Through his lawyer, he asked for another meeting with the Foreign Office to inform them that he wanted to send a video message to IS.

"The message that I was going to deliver could probably not have been delivered by anybody else because of the language, the terminology, the understanding, the connection that I could have made to that world was very specific and exclusive to me," he told the BBC.

He claimed the government did not respond for three weeks but they finally visited him on the day that Mr Henning was first shown on an Islamic State video. He said the government wanted him to deliver a message through an intermediary of their choosing.

'New material'

Mr Begg walked free from prison last week after seven terrorism-related charges against him were dropped.
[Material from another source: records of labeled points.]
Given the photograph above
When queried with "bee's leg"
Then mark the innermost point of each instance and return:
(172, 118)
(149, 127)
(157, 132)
His imminent trial was abandoned after "new material" emerged.

He had been charged with attending a terrorist training camp in Syria between 9 October 2012 and 9 April 2013.

He was also accused of possessing documents for a purpose connected to terrorism and terrorist funding.

But Mr Begg has since claimed that Britain's security service MI5 were aware of his movements in Syria.

The Guardian newspaper has reported there were documents which include "minutes of meetings that MI5 officers and lawyers held with Begg, at which he discussed his travel plans and explained he was assisting opposition fighters in their war against Bashar al-Assad's regime".

Mr Begg was held in the US military prison at Guantanamo Bay in Cuba for nearly three years. He had been detained in Pakistan in January 2002 and taken to Bagram internment centre in Afghanistan, where he was held for about a year before being transferred to Guantanamo.

He was not charged with any offence while in US custody.

Britain is taking part in coalition air strikes against IS extremists, who control large swathes of Syria and Iraq after rapid advances through the region this year.

The latest strike by RAF jets occurred on Sunday night when RAF jets used precision-guided bombs to attack IS fighters at a fortified building near Ramadi, west of the capital Baghdad.